Samstag, 22. September 2018

Straßenkünstler mit Kartenlesegerät

Jahrhundertelang lebten Künstler und Verkäufer auf Londons Straßen vom Kleingeld der Passanten. Doch das Bargeld kommt in der britischen Hauptstadt aus der Mode – und die Künstler und Händler müssen umdenken: Die Straßensängerin Charlotte Campbell war eine der ersten, die sich anpassten und ein Kartenterminal zum bargeldlosen Bezahlen anschafften.

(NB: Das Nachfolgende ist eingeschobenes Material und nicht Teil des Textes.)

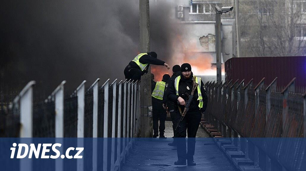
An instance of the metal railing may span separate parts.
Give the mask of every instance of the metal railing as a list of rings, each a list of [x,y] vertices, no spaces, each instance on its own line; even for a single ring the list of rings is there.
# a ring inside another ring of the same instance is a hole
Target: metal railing
[[[97,79],[87,89],[84,80],[66,98],[66,81],[63,81],[44,102],[39,103],[33,102],[35,82],[30,81],[16,97],[5,115],[1,113],[3,126],[0,128],[3,132],[0,135],[94,138],[92,161],[89,166],[93,171],[98,169],[98,163],[102,162],[98,159],[99,144],[96,138],[104,138],[103,170],[120,170],[135,138],[139,135],[140,84],[127,80],[118,83],[116,79],[110,84],[109,79],[99,87],[99,80]],[[78,146],[83,146],[84,140],[78,138]],[[108,152],[109,149],[111,152]],[[22,160],[20,170],[30,170],[32,164],[26,164]],[[56,160],[55,163],[56,170],[64,170],[62,160]],[[84,168],[88,166],[84,165],[88,165],[84,159],[78,160],[76,168],[77,170],[86,170]]]
[[[305,169],[306,144],[298,138],[306,137],[306,93],[296,92],[295,78],[281,91],[276,87],[277,77],[267,86],[264,78],[256,86],[252,80],[246,84],[244,80],[205,84],[208,105],[204,119],[219,133],[211,135],[231,138],[231,144],[256,168]],[[277,138],[285,137],[296,138],[286,142]],[[258,142],[252,138],[267,138]]]

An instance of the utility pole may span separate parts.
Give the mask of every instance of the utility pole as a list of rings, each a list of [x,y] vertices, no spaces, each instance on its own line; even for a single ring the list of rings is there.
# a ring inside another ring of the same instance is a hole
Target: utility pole
[[[150,50],[150,8],[149,0],[139,0],[140,52]],[[152,137],[152,104],[151,94],[151,69],[141,77],[140,81],[140,130],[141,137]],[[139,135],[139,134],[138,135]]]
[[[236,8],[236,35],[237,39],[237,57],[241,57],[240,56],[240,35],[239,34],[239,24],[238,23],[238,18],[239,16],[239,0],[235,0],[235,3]]]
[[[221,83],[221,14],[222,12],[215,7],[216,10],[216,57],[217,58],[217,81]]]
[[[226,6],[220,8],[215,6],[216,11],[216,57],[217,58],[217,81],[221,83],[222,80],[221,75],[221,15],[223,13],[231,11],[234,9],[232,6]]]

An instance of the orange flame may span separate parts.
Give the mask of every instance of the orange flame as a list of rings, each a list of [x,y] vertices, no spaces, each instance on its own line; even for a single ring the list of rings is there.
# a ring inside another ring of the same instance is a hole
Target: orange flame
[[[175,65],[181,66],[188,63],[191,66],[192,72],[196,75],[215,75],[217,69],[215,65],[212,65],[213,56],[207,53],[201,52],[195,42],[187,42],[181,35],[178,35],[173,40],[172,54],[170,61],[166,61],[171,66]],[[168,73],[171,76],[172,70],[167,69],[166,67],[152,65],[151,72],[154,74],[155,80],[162,80],[162,76]],[[222,74],[224,73],[224,68],[222,65]]]

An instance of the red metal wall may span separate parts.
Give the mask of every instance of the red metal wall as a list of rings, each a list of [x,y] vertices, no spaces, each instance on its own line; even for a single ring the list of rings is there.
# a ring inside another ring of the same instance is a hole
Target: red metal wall
[[[295,77],[296,87],[306,87],[306,56],[233,58],[225,64],[227,80],[253,78],[257,84],[265,77],[269,85],[277,77],[277,86],[285,86]]]

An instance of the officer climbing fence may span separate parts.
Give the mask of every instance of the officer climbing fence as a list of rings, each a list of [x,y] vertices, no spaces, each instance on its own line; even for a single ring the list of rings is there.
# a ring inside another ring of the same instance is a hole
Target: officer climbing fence
[[[122,138],[78,139],[74,144],[91,143],[88,146],[91,147],[84,151],[85,159],[77,161],[76,170],[118,169],[140,135],[140,84],[127,80],[118,83],[117,79],[111,83],[108,79],[99,86],[99,80],[87,89],[84,81],[66,97],[64,81],[39,102],[33,100],[35,82],[30,81],[13,101],[0,103],[0,137]],[[88,158],[92,160],[84,160]],[[54,164],[55,170],[72,168],[62,162]],[[29,168],[22,165],[14,167]]]
[[[253,79],[205,84],[201,124],[241,169],[306,169],[306,90],[295,87],[295,80],[283,88],[277,78],[268,85],[264,78],[257,85]]]

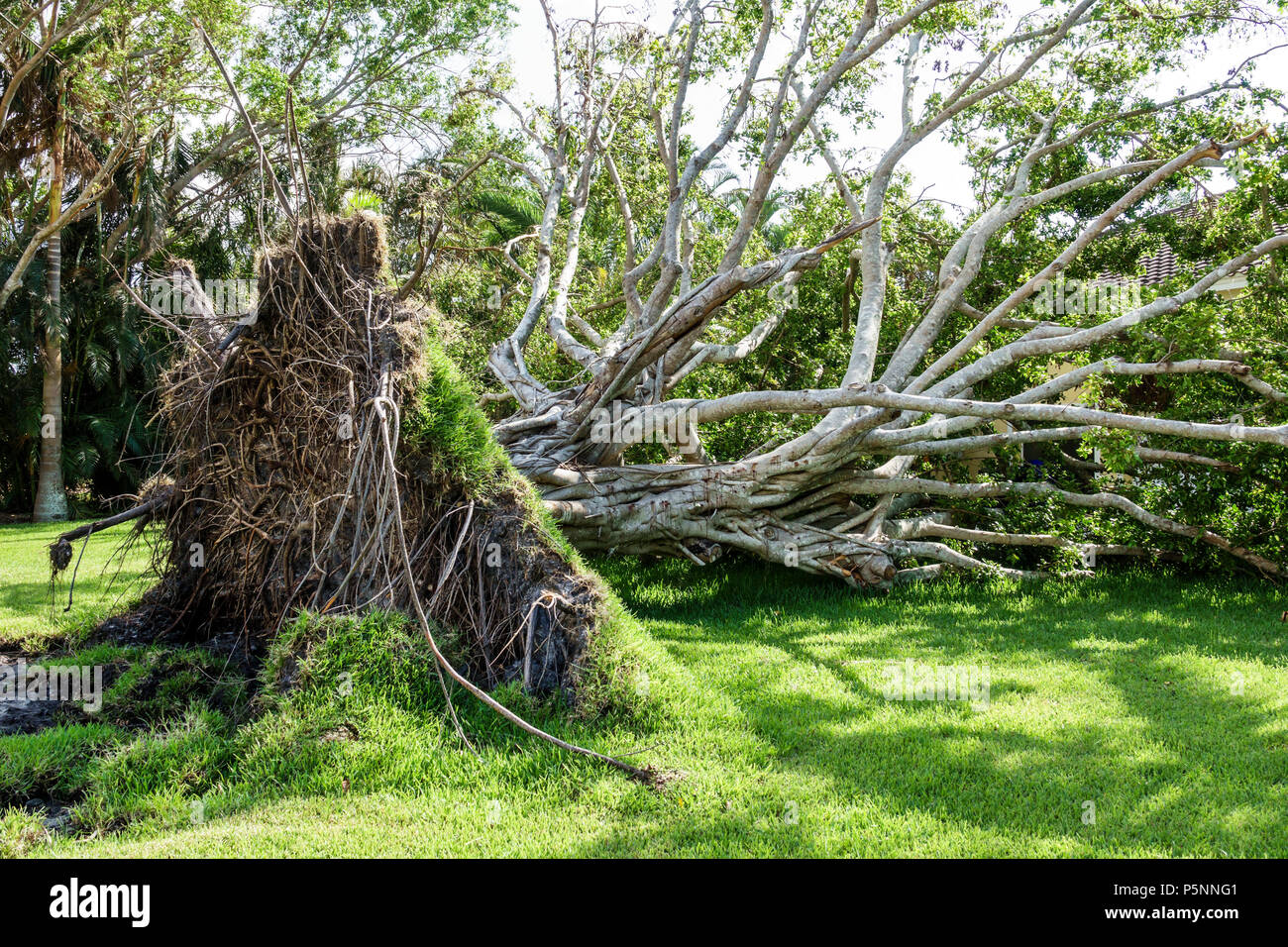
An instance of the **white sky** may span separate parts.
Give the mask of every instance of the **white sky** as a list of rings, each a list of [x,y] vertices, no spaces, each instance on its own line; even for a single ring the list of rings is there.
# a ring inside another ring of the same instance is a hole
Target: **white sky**
[[[658,31],[665,31],[674,15],[672,0],[636,0],[635,3],[623,3],[616,8],[609,5],[609,0],[601,0],[601,3],[605,8],[614,9],[614,13],[620,12],[622,19],[643,21]],[[589,18],[595,12],[595,0],[550,0],[550,4],[556,21],[580,17]],[[516,27],[506,44],[506,54],[514,63],[514,73],[518,81],[516,98],[520,102],[550,102],[554,98],[550,36],[541,13],[541,4],[538,0],[515,0],[515,5],[518,6],[515,14]],[[1266,43],[1265,45],[1273,44]],[[1157,81],[1157,91],[1173,95],[1182,86],[1188,90],[1194,90],[1224,80],[1230,68],[1242,63],[1251,53],[1260,52],[1261,48],[1264,46],[1247,49],[1231,46],[1230,44],[1221,46],[1212,45],[1209,54],[1203,59],[1195,58],[1193,66],[1184,73],[1160,75]],[[775,63],[766,54],[766,68],[772,68],[773,64]],[[1262,57],[1255,63],[1253,68],[1255,72],[1251,75],[1260,82],[1279,89],[1288,88],[1288,50],[1279,50]],[[923,89],[921,91],[923,93]],[[842,147],[878,146],[884,149],[895,140],[898,137],[898,90],[893,86],[882,88],[878,89],[878,94],[885,99],[882,107],[889,115],[878,122],[875,133],[863,133],[864,137],[862,140],[855,134],[845,135],[842,133],[840,140]],[[716,126],[726,97],[728,91],[725,89],[716,89],[710,85],[690,89],[688,98],[692,111],[689,130],[693,131],[696,138],[703,140],[703,143],[705,138],[699,133]],[[885,103],[889,103],[889,107]],[[1278,120],[1282,121],[1283,117],[1280,115]],[[723,157],[726,158],[726,165],[733,165],[732,155]],[[917,146],[904,158],[903,169],[913,178],[913,193],[918,193],[922,188],[929,187],[930,189],[925,195],[927,198],[963,205],[970,202],[970,179],[962,165],[961,156],[942,137],[936,135]],[[784,167],[783,183],[788,186],[804,184],[822,179],[826,175],[827,167],[822,161],[818,161],[817,166],[797,164]],[[1217,182],[1217,189],[1224,189],[1225,186],[1221,182]]]

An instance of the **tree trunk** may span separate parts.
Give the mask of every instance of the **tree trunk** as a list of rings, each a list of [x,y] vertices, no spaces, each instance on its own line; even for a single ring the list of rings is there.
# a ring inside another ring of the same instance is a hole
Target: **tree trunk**
[[[50,147],[49,222],[58,220],[63,205],[63,102],[58,97],[58,116]],[[40,410],[40,479],[31,519],[48,523],[67,519],[67,492],[63,488],[63,348],[62,348],[62,234],[54,231],[45,246],[45,330],[41,336],[40,365],[44,371]]]

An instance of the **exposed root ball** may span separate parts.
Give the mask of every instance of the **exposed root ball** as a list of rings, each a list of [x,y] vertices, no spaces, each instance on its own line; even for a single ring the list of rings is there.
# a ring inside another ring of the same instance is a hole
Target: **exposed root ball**
[[[193,345],[167,374],[174,492],[144,607],[189,639],[263,635],[299,608],[407,611],[385,417],[417,591],[453,664],[488,687],[572,687],[599,586],[546,532],[385,268],[375,215],[301,223],[260,259],[236,343]]]

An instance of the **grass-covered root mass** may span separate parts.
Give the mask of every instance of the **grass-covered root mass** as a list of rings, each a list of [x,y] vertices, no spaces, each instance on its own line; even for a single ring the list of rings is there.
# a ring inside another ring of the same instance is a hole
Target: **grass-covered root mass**
[[[48,541],[0,539],[6,575],[35,569]],[[98,719],[0,738],[0,848],[1288,856],[1288,603],[1273,588],[1126,573],[873,598],[760,566],[596,566],[640,620],[618,613],[603,639],[618,648],[596,662],[620,669],[609,698],[581,716],[515,684],[501,696],[564,738],[667,769],[662,791],[459,701],[473,756],[398,616],[294,622],[242,689],[187,649],[73,636],[72,660],[122,670]],[[4,633],[49,620],[43,603],[3,607]],[[909,660],[987,669],[987,701],[887,700]],[[147,669],[165,662],[214,680],[161,707]]]

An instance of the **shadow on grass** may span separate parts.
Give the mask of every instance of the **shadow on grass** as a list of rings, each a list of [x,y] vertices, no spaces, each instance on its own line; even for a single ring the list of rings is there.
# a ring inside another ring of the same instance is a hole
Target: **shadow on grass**
[[[918,831],[972,839],[976,854],[1288,854],[1274,589],[1123,573],[882,597],[751,564],[601,568],[672,656],[734,694],[784,785],[822,781],[840,800],[820,813],[827,831],[808,808],[795,826],[772,805],[696,812],[657,826],[656,850],[733,837],[753,852],[791,830],[802,856],[836,854],[838,837],[842,850],[916,850]],[[880,666],[908,657],[989,666],[990,707],[886,701]],[[817,683],[800,685],[809,669]],[[908,836],[884,845],[891,831]],[[587,853],[627,843],[640,839]]]

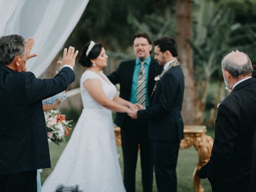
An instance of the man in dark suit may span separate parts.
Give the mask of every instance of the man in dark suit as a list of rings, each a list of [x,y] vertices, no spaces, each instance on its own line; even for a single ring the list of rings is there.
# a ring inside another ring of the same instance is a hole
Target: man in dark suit
[[[42,100],[63,91],[74,80],[78,53],[64,50],[62,68],[52,79],[25,72],[34,40],[0,38],[0,190],[37,191],[36,170],[50,167]]]
[[[181,115],[184,76],[177,60],[177,44],[171,38],[154,42],[155,59],[164,67],[158,77],[152,106],[129,114],[148,120],[148,134],[153,141],[154,164],[159,192],[177,191],[176,166],[180,140],[184,138]],[[142,108],[141,108],[142,109]]]
[[[208,178],[214,192],[250,191],[256,80],[252,77],[250,58],[237,50],[224,58],[222,68],[225,83],[232,91],[219,105],[210,160],[198,174]]]
[[[120,84],[120,97],[144,106],[150,104],[155,77],[162,68],[150,56],[151,41],[145,33],[135,34],[133,48],[135,60],[122,62],[108,77],[114,84]],[[124,157],[124,183],[127,192],[135,191],[135,172],[140,145],[143,190],[152,191],[153,160],[148,124],[132,119],[126,114],[117,113],[116,123],[121,128]]]

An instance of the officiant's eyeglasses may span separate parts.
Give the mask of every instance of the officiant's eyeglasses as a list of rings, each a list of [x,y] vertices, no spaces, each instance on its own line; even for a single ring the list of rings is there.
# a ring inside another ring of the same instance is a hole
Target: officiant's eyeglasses
[[[140,44],[135,44],[135,45],[133,45],[133,47],[137,48],[138,47],[139,47],[140,45],[142,47],[144,47],[148,45],[149,45],[149,44],[148,44],[148,44],[141,43]]]

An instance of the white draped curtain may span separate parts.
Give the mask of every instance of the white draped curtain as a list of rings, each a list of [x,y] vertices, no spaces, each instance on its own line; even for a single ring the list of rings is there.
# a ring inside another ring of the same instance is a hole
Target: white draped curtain
[[[50,64],[78,22],[89,0],[0,0],[0,36],[34,36],[29,71],[37,76]]]

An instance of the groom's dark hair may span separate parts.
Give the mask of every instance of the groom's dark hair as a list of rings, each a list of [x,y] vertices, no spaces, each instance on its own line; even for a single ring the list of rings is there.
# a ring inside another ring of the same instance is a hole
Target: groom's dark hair
[[[19,35],[0,37],[0,64],[10,64],[16,56],[24,56],[26,52],[25,39]]]
[[[154,44],[155,46],[159,46],[160,51],[162,53],[168,50],[170,51],[173,57],[176,57],[178,56],[177,44],[170,37],[164,37],[157,39],[154,41]]]
[[[143,37],[145,39],[147,39],[148,43],[150,45],[152,44],[152,43],[151,43],[151,40],[150,40],[149,36],[148,36],[148,35],[146,33],[144,32],[136,33],[134,35],[134,36],[133,37],[133,41],[134,41],[135,38],[138,38],[139,37]]]

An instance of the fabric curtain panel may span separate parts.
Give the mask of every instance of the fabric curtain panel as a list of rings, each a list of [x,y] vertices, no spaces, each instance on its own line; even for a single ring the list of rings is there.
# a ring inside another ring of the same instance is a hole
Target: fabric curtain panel
[[[29,71],[38,77],[50,64],[75,27],[89,0],[0,0],[0,36],[34,36]]]

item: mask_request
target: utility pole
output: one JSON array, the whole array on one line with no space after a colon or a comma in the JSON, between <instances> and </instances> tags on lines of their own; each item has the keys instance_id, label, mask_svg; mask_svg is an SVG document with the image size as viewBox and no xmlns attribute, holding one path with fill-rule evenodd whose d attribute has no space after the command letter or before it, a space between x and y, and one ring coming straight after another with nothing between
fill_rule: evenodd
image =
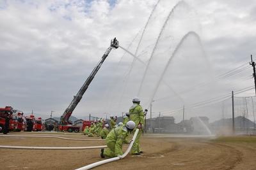
<instances>
[{"instance_id":1,"label":"utility pole","mask_svg":"<svg viewBox=\"0 0 256 170\"><path fill-rule=\"evenodd\" d=\"M250 65L252 65L253 69L253 76L254 78L254 88L255 89L255 96L256 96L256 76L255 76L255 63L254 61L252 61L252 55L251 55L251 60L252 60L252 63L250 62Z\"/></svg>"},{"instance_id":2,"label":"utility pole","mask_svg":"<svg viewBox=\"0 0 256 170\"><path fill-rule=\"evenodd\" d=\"M153 128L152 127L152 103L154 102L154 101L155 101L154 100L152 100L151 103L150 103L150 129L151 129L151 131L153 131ZM155 124L155 125L156 125L156 124Z\"/></svg>"},{"instance_id":3,"label":"utility pole","mask_svg":"<svg viewBox=\"0 0 256 170\"><path fill-rule=\"evenodd\" d=\"M233 134L235 134L235 110L234 108L234 92L232 91L232 130Z\"/></svg>"},{"instance_id":4,"label":"utility pole","mask_svg":"<svg viewBox=\"0 0 256 170\"><path fill-rule=\"evenodd\" d=\"M183 126L182 132L183 132L183 133L184 133L184 114L185 114L185 106L183 105L183 121L182 121L182 126Z\"/></svg>"},{"instance_id":5,"label":"utility pole","mask_svg":"<svg viewBox=\"0 0 256 170\"><path fill-rule=\"evenodd\" d=\"M158 133L160 133L160 113L161 112L159 111L159 123L158 124Z\"/></svg>"},{"instance_id":6,"label":"utility pole","mask_svg":"<svg viewBox=\"0 0 256 170\"><path fill-rule=\"evenodd\" d=\"M152 103L150 103L150 131L153 131L152 128Z\"/></svg>"},{"instance_id":7,"label":"utility pole","mask_svg":"<svg viewBox=\"0 0 256 170\"><path fill-rule=\"evenodd\" d=\"M55 112L55 111L51 111L51 119L52 119L52 112Z\"/></svg>"}]
</instances>

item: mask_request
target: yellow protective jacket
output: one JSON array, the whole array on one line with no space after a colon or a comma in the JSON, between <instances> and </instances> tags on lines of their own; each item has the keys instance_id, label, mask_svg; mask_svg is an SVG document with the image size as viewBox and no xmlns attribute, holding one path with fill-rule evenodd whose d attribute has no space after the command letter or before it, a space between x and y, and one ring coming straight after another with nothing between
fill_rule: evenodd
<instances>
[{"instance_id":1,"label":"yellow protective jacket","mask_svg":"<svg viewBox=\"0 0 256 170\"><path fill-rule=\"evenodd\" d=\"M111 127L111 129L114 128L114 126L116 125L116 122L115 122L113 118L111 118L110 120L110 127Z\"/></svg>"},{"instance_id":2,"label":"yellow protective jacket","mask_svg":"<svg viewBox=\"0 0 256 170\"><path fill-rule=\"evenodd\" d=\"M142 107L138 103L133 103L130 107L130 120L134 122L136 127L140 123L144 125L144 112ZM136 128L134 129L136 131Z\"/></svg>"},{"instance_id":3,"label":"yellow protective jacket","mask_svg":"<svg viewBox=\"0 0 256 170\"><path fill-rule=\"evenodd\" d=\"M106 142L107 145L110 144L113 145L113 146L115 146L115 155L116 156L123 155L122 152L123 142L129 134L129 132L125 125L122 125L111 130L107 136Z\"/></svg>"},{"instance_id":4,"label":"yellow protective jacket","mask_svg":"<svg viewBox=\"0 0 256 170\"><path fill-rule=\"evenodd\" d=\"M123 117L123 124L126 125L126 124L130 120L130 118L126 115Z\"/></svg>"},{"instance_id":5,"label":"yellow protective jacket","mask_svg":"<svg viewBox=\"0 0 256 170\"><path fill-rule=\"evenodd\" d=\"M107 138L108 134L109 133L108 129L106 127L103 128L102 131L100 132L100 137L103 139Z\"/></svg>"},{"instance_id":6,"label":"yellow protective jacket","mask_svg":"<svg viewBox=\"0 0 256 170\"><path fill-rule=\"evenodd\" d=\"M88 126L86 126L84 130L84 134L89 134L89 128Z\"/></svg>"}]
</instances>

In Großbritannien betragen Bargeldzahlungen nur mehr 21 Prozent der gesamten Zahlungen.
In Großbritannien betragen Bargeldzahlungen nur mehr 21 Prozent der gesamten Zahlungen. - Foto: © shutterstock

„Die Zeiten ändern sich in London, die Leute neigen dazu, alles mit Karten zu bezahlen“, sagt Campbell, die fast täglich im Schatten des Riesenrades London Eye auftritt. „Straßenmusik wird sonst zu einer sterbenden Kunst, wenn die Leute kein Bargeld mehr dabei haben“, konstatiert die Sängerin.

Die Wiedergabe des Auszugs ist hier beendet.